Extracorporeal shock waves protect cardiomyocytes from doxorubicin-induced cardiomyopathy by upregulating survivin via the integrin-ILK-Akt-Sp1/p53 axis

Doxorubicin (DOX) is a widely used anti-cancer drug; however, it has limited application due to cardiotoxicity. Extracorporeal shock waves (ESW) have been suggested to treat inflammatory and ischemic diseases, but the concrete effect of ESW in DOX-induced cardiomyopathy remain obscure. After H9c2 cells were subjected to ESW (0.04 mJ/cm²), they were treated with 1 μM DOX. As a result, ESW protected cardiomyocytes from DOX-induced cell death. H9c2 cells treated with DOX downregulated p-Akt and Survivin expression, whereas the ESW treatment recovered both, suggesting its anti-apoptotic effect.

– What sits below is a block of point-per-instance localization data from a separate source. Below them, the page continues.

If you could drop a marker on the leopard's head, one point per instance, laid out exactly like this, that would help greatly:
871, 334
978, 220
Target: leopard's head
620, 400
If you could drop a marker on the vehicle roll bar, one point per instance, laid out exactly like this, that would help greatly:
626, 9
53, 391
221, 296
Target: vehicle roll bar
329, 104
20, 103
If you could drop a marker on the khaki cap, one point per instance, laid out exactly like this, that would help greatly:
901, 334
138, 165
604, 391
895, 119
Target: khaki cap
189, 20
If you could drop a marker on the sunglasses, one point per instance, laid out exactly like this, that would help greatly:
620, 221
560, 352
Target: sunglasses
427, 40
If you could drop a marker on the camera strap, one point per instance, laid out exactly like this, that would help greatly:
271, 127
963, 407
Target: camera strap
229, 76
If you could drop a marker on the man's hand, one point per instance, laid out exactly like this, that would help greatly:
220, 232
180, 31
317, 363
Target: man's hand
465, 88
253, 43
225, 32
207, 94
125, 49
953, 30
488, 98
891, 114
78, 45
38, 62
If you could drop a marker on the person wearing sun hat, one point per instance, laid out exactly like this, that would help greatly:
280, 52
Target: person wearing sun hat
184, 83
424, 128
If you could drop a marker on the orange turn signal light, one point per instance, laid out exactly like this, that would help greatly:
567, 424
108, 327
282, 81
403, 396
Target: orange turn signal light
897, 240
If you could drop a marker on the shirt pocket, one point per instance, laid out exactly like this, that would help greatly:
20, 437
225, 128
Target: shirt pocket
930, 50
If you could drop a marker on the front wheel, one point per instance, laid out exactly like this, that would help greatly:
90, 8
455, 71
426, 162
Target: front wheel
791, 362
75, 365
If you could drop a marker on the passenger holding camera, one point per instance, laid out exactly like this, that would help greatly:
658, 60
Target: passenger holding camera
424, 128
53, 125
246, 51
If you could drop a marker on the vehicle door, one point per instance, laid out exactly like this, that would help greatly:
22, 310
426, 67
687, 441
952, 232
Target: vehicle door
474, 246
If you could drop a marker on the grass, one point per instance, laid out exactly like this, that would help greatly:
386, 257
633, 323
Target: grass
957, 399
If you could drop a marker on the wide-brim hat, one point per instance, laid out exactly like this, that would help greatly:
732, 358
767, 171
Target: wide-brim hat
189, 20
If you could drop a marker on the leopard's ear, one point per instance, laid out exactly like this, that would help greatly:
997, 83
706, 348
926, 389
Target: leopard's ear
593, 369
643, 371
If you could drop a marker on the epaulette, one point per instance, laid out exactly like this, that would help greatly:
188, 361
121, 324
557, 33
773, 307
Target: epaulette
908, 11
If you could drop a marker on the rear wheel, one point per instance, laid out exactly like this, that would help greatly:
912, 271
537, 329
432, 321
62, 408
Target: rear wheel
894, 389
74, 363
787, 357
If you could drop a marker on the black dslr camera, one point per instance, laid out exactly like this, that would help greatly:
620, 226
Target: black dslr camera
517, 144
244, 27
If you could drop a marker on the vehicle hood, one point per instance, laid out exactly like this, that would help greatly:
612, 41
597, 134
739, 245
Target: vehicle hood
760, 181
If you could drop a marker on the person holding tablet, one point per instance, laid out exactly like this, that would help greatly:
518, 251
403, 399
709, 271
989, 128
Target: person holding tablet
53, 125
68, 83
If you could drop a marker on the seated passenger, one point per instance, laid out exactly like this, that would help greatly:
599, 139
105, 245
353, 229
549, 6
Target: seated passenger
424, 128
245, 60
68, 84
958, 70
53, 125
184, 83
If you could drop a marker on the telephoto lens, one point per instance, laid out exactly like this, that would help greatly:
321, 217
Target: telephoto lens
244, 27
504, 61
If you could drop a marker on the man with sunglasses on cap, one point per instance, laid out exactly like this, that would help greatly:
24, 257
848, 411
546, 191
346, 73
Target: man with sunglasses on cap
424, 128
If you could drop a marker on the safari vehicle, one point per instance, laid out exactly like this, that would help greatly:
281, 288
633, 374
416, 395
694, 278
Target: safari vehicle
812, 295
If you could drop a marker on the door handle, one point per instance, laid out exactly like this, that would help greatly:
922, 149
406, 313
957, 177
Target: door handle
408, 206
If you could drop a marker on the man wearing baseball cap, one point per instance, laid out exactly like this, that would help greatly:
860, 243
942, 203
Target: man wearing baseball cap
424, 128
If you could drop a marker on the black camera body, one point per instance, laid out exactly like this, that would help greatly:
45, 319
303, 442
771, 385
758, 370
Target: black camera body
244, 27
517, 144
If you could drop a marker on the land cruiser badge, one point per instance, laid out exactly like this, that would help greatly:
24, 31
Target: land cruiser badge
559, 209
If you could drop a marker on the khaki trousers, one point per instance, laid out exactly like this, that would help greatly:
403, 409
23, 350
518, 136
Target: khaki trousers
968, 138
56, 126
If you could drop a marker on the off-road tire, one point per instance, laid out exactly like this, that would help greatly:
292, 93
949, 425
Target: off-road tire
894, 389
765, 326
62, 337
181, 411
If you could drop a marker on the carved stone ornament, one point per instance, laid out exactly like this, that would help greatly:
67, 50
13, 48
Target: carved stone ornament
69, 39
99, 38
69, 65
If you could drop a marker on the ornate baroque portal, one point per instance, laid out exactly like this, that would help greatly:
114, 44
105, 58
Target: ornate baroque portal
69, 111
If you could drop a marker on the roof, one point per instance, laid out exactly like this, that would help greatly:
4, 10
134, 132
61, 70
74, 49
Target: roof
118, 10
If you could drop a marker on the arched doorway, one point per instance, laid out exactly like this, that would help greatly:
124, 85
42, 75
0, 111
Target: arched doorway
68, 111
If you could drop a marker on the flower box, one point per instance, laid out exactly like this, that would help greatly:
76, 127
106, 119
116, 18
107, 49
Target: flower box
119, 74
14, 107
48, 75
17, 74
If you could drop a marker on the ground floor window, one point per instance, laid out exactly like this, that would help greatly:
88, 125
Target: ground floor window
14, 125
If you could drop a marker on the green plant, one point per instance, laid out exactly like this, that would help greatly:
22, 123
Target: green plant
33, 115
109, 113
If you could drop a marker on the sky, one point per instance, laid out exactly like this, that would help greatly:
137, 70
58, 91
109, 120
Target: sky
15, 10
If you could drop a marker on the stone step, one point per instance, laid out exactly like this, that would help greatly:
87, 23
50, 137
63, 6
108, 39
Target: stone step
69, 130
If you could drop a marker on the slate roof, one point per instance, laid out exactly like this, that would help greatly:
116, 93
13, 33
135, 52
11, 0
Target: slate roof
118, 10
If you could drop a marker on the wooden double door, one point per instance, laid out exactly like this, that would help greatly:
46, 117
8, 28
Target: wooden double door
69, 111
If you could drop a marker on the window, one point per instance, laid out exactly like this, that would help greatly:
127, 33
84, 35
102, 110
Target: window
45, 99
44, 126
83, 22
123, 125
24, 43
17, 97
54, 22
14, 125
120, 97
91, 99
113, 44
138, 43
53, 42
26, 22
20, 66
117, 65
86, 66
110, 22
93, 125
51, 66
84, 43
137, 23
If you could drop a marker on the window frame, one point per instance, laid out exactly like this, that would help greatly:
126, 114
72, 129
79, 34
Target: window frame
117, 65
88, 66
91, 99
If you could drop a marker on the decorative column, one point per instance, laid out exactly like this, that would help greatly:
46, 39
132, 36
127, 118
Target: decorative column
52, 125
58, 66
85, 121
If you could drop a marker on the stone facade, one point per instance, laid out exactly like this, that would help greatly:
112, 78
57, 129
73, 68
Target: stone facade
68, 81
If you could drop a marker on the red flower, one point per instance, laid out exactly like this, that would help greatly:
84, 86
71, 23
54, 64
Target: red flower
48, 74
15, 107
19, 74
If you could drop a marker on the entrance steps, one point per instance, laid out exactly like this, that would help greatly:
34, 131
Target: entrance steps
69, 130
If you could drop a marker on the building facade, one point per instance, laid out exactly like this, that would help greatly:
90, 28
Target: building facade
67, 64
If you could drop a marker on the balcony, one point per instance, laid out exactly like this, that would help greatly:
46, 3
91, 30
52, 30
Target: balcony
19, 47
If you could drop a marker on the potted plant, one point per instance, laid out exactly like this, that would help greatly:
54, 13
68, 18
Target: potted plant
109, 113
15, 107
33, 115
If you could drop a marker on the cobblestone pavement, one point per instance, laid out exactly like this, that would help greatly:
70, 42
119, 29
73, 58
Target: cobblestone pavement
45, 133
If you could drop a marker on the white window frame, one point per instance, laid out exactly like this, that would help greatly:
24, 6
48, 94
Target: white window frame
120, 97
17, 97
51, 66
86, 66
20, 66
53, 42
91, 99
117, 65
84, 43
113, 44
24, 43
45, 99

ESW activated Integrin α_vβ₃ and α_vβ₅, cardiomyocyte mechanosensors, followed by upregulation of ILK, p-Akt and Survivin levels. Further, Sp1 and p53 were determined as key transcriptional factors mediating Survivin expression via Akt phosphorylation by ESW. In in vivo acute DOX-induced cardiomyopathy model, the echocardiographic results showed that group subjected to ESW recovered from acute DOX-induced cardiomyopathy; left ventricular function was improved. The immunohistochemical staining results showed increased Survivin and Bcl2 expression in ESW + DOX group compared to those in the DOX-injected group. In conclusion, non-invasive shockwaves protect cardiomyocytes from DOX-induced cardiomyopathy by upregulating Survivin via integrin-ILK-Akt-Sp1/p53 pathway. In vivo study proposed ESW as a new kind of specific and safe therapy against acute DOX-induced cardiomyopathy.